La interceptó en la calle, a las doce de la mañana. Ella llevaba un vestido azul de punto inglés por encima de las rodillas y unos leotardos como de niña pequeña, también azules, que se escondían en unos zapatos merceditas de tacón alto de color marrón, como los que se llevan en los colegios de monjas en la forma e intención, pero más sugerentes y atrevidos por la parte de atrás. Ese tacón que provocaba un contoneo inusual en las caderas estaba diseñado para el desequilibrio. De hecho fue el tacón lo que hipnotizó a Arturo y lo que hizo que se fijase en ella. En aquel momento no buscaba nada, y lo normal hubiese sido que no se fijara en una mujer tan delgada. Prefería ver oscilar la carne, la vibración de un trasero bien formado, el movimiento de unos pechos que apenas se pudiesen estrujar con las manos. Sin embargo aquella chica tenía algo. Parecía disfrazada de niña para alguien, de niña perversa para él. La siguió unas cuantas calles. De alguna forma la chica parecía seguir un mapa absurdo, pasando varias veces por el mismo sitio como sonámbula o como perdida, pero acercándose de una forma que le pareció deliciosa a la casa de Arturo en el barrio de Velázquez. Era mucho más perfecto de lo que se había imaginado. Cuando la vio detenerse en un paso de cebra aprovechó para hacerse el encontradizo y chocó con ella de forma estruendosa. Los papeles que llevaba en la carpeta se desparramaron por el suelo. Como esperaba, la chica se mostró solícita y le ayudó a recogerlos. Sin embargo había en sus ojos azules un gesto arisco, como si estuviese molesta por tener que hacerlo, por tener que agacharse con sus incómodos tacones para recoger los papeles del suelo pero no pudiese, sin embargo, evitar ser cortés.

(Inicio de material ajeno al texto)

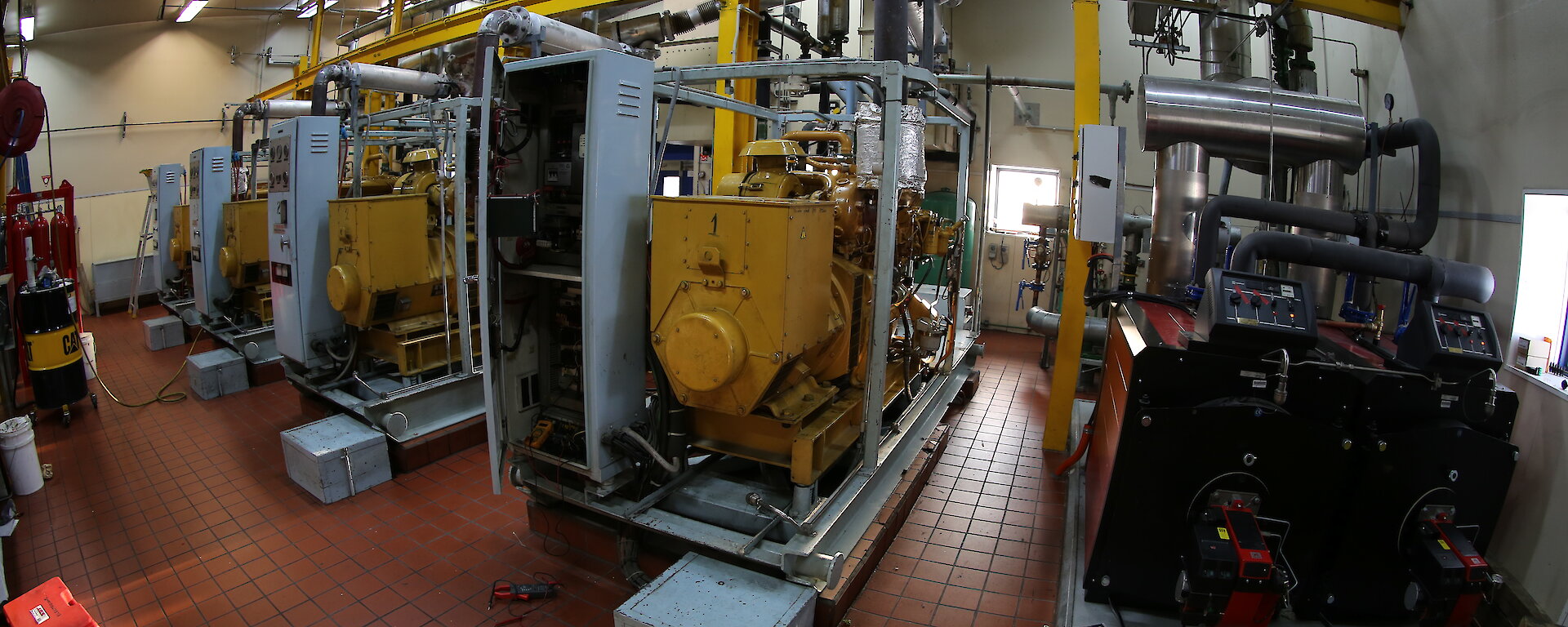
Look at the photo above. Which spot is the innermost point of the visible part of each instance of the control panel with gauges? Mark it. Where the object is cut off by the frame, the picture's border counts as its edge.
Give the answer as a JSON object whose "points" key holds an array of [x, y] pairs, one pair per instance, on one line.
{"points": [[1256, 313]]}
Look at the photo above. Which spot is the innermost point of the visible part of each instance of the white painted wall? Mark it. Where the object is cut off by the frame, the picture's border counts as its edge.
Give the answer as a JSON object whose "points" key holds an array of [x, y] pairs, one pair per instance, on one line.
{"points": [[1036, 39], [151, 73], [1489, 76]]}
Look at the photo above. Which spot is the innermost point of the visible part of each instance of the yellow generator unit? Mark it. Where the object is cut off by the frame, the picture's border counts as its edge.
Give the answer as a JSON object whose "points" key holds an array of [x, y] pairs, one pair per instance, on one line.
{"points": [[243, 257], [760, 306], [388, 270], [179, 238], [750, 331]]}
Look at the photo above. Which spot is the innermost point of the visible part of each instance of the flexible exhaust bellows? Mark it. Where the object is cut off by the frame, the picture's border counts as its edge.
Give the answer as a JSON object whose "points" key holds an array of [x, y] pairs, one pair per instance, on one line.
{"points": [[369, 76]]}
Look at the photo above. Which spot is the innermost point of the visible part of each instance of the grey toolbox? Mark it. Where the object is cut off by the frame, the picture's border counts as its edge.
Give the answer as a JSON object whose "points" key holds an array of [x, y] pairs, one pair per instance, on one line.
{"points": [[216, 373], [705, 591], [163, 333], [336, 458]]}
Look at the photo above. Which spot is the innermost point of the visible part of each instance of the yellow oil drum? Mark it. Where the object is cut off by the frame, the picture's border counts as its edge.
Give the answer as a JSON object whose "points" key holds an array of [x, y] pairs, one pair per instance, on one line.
{"points": [[52, 347]]}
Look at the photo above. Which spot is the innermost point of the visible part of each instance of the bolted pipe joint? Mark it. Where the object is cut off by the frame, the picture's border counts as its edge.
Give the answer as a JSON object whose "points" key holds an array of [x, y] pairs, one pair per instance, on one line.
{"points": [[366, 76], [518, 25]]}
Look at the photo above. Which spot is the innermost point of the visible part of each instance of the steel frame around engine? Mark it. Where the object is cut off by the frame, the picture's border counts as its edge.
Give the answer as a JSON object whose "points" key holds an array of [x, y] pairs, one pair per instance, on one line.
{"points": [[814, 555]]}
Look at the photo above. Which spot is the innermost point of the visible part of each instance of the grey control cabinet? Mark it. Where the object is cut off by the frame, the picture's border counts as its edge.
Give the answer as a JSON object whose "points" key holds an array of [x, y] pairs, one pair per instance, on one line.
{"points": [[211, 185], [596, 110], [168, 190], [301, 176]]}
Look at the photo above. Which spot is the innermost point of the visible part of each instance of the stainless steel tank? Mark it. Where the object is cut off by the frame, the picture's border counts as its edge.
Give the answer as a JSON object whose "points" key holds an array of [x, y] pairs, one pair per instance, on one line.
{"points": [[1247, 124], [1181, 189]]}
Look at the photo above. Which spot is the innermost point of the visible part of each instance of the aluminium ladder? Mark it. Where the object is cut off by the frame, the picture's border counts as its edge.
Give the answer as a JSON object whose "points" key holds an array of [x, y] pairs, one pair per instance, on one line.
{"points": [[148, 223]]}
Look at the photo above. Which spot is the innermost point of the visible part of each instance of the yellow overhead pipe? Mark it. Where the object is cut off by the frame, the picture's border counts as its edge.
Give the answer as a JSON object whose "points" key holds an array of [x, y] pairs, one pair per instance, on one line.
{"points": [[315, 32], [455, 27], [1070, 339], [737, 37]]}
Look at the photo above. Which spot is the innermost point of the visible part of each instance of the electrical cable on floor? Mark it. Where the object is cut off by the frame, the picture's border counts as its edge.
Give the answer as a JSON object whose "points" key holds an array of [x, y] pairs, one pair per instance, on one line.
{"points": [[158, 395]]}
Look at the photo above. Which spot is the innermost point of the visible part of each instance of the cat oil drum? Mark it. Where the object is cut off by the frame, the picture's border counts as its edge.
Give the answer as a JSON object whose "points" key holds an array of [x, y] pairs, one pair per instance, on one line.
{"points": [[52, 347]]}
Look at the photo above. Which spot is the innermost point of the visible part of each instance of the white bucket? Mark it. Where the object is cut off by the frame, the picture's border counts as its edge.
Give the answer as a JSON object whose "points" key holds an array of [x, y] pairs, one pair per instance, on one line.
{"points": [[20, 455]]}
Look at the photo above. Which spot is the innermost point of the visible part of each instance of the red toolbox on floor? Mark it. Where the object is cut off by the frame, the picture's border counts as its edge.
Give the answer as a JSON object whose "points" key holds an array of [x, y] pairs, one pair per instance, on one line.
{"points": [[47, 606]]}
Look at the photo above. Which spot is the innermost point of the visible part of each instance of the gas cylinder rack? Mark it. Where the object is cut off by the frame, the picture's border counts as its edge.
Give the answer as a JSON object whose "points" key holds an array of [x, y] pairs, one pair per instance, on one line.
{"points": [[41, 253]]}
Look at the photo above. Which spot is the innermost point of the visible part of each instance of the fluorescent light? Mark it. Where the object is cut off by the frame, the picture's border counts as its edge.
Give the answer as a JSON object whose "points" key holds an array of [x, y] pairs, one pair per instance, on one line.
{"points": [[192, 8], [315, 7]]}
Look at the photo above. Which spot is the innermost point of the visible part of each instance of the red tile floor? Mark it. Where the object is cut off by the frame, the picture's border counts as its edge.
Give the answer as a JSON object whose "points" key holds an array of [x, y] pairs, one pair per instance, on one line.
{"points": [[182, 514]]}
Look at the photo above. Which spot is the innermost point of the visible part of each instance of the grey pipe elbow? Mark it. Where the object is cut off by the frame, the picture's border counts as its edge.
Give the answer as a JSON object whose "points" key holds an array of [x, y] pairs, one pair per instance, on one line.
{"points": [[1049, 325], [328, 74], [1450, 278]]}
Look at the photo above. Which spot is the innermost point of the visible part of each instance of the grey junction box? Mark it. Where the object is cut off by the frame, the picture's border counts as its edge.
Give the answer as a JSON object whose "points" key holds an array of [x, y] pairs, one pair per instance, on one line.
{"points": [[705, 591], [336, 458], [216, 373], [163, 333]]}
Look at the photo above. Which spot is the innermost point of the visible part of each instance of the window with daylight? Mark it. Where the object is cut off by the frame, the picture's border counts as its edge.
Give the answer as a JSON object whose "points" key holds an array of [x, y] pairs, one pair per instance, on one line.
{"points": [[1540, 315], [1013, 187]]}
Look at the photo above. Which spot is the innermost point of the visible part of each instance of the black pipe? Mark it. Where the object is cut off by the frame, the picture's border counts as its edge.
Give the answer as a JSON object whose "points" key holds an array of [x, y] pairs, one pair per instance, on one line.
{"points": [[891, 38], [1264, 212], [1429, 153], [1435, 276], [318, 88]]}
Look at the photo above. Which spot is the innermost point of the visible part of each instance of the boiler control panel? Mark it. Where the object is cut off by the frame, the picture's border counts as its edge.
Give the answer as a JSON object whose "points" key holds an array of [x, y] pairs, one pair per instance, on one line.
{"points": [[1256, 313], [1450, 340]]}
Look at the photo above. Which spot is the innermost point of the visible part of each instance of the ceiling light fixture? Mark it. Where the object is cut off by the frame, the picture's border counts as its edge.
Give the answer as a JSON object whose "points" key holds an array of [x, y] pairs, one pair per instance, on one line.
{"points": [[315, 7], [192, 8]]}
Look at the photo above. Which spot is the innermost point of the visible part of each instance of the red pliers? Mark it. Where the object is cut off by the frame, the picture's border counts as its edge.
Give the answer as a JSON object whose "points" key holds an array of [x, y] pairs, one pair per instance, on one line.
{"points": [[523, 591]]}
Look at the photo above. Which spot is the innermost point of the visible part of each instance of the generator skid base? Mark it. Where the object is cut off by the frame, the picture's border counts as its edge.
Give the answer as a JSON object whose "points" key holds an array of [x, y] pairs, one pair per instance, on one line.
{"points": [[1269, 490], [405, 411], [707, 505]]}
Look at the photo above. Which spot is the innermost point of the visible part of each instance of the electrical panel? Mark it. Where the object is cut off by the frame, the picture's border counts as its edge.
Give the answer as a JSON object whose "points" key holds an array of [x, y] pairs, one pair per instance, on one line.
{"points": [[211, 185], [1256, 313], [1450, 340], [167, 185], [569, 245], [301, 176], [1102, 162]]}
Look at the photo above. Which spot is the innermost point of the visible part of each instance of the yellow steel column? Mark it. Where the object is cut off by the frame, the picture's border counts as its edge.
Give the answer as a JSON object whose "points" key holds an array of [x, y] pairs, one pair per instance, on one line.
{"points": [[315, 33], [737, 42], [1070, 340]]}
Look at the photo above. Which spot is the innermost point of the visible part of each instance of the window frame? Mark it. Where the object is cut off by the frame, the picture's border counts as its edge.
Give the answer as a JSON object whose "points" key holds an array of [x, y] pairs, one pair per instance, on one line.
{"points": [[993, 195], [1556, 364]]}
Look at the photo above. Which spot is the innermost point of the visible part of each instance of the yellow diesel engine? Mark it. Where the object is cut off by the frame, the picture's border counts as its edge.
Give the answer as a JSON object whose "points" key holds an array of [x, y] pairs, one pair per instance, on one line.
{"points": [[392, 269], [761, 298], [180, 240], [243, 257]]}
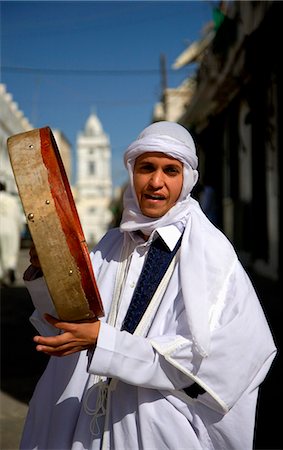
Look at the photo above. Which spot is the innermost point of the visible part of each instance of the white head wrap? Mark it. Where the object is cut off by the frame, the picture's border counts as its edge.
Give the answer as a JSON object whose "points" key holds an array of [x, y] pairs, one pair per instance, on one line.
{"points": [[206, 256], [173, 140]]}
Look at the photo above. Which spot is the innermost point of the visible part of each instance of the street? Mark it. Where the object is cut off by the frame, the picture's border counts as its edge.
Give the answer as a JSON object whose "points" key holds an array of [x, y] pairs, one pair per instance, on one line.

—Hola, disculpe, a veces voy un poco absorto. Lo siento. Me llamo Arturo Aguirre.

Ella le miró con infinito desdén, el pelo negro osciló unos segundos ofendido. Las manos le tendieron los papeles. El rostro lo examinó de arriba abajo. Finalmente cedió y le dijo su nombre: Luján. Era un nombre sencillo y sin adornos, aunque nada común, y Arturo empezó a temblar de anticipación. La haría suya en el más estricto sentido de la palabra. Doblegaría ese orgullo y esa forma de moverse. Llegaría un momento en el que ella no sería capaz de mirarle a la cara sin pedir permiso. Pero había que ir despacio. Intentó invitarla a un café que ella rehusó diciendo que iba a trabajar. Arturo fingió interés por el trabajo de ella, pero pronto descubrió que el interés que fingía resultaba mayor que el que Luján misma demostraba. Se propuso pues saber el porqué de esa falta de interés y no le resultó difícil averiguarlo: la iban a despedir. De hecho aquel era su último día en la librería en la que trabajaba. Se había puesto tan guapa solo para que la recordasen así, bella y orgullosa.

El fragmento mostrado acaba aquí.